ALABAMA Online Version: https://www.dot.state.al.us/maps/pdf/ALHighwayMapFront.pdf
I could not find a link to request the paper map.
c. 2019-2020
13 City insets: Anniston, Auburn/Opelika, Birmingham, Decatur, Dothan, Florence/Muscle Shoals/Sheffield/Tuscumbia, Gadsden, Eastern Shore (Daphne/Spanish Fort), Huntsville, Mobile, Montgomery, Phenix City, Tuscaloosa. This also includes interstate strips with design details of the interchanges. A map of the "Robert Trent Jones Golf Trail". Lots of state park information.

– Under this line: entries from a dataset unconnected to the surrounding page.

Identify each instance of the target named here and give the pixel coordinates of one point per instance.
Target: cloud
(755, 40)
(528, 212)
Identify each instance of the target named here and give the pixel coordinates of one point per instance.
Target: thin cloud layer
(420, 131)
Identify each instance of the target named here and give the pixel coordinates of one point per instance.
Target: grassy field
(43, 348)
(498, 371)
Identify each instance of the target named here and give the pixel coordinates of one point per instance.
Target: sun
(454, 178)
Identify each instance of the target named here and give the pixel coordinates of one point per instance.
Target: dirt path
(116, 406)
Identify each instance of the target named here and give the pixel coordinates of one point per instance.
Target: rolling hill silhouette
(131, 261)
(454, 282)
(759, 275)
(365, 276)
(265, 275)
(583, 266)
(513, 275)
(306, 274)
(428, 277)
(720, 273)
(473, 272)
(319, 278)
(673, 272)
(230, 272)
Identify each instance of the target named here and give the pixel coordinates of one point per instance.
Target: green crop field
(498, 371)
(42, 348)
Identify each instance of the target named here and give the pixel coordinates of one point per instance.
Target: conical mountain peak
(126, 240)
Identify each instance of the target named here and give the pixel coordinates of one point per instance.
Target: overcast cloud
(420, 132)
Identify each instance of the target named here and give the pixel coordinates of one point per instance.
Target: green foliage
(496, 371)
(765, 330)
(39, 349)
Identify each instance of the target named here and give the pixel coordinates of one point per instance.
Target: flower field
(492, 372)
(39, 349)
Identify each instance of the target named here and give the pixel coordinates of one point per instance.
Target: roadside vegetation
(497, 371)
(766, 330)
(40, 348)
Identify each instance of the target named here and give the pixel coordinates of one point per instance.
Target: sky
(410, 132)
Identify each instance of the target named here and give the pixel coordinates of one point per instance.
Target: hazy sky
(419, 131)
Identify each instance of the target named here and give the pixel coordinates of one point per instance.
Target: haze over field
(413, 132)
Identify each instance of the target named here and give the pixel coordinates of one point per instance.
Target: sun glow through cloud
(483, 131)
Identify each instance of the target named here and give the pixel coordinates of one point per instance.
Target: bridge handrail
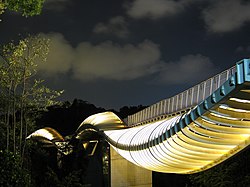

1. Interstates are Dark Green. Non Interstate controlled access highways are Double Black with Red inside. All other divided highways are Double Lined with US Routes in Red and State Routes in Black. County lines are Dashed Brown lines. County names are in Brown and easy to read. County Seats are marked with a dot inside the Yellow circle. Highway numbers are easy to read, even the county highways. Urban areas are marked with an Orange-ish area. However, the smaller the town, the smaller the font. Hard to read towns under 1000.
Grade: 8

2. City index does not show populations and is small in font.  The mileage change includes out of state places and is roughly 45 x 26. Shows the state "things". Lots of information. Could use a city inset for Selma but that's not a big issue.
Grade: 9

3. My biggest issue on the back is with the city insets for the bigger places, like Birmingham, are pretty small. The insets take up about a fifth of the back. The interstate strips take up about 2/5 in the middle. There's too many pictures for my liking especially when Birmingham and Mobile could really use bigger maps.
Grade: 5

4. I found no glaring errors.
Grade: 10

5. Easy to read for the most part. Overall, it is one of the better state issued maps with lots of detail especially the out of state detail but it could be so much more better and frankly I am disappointed.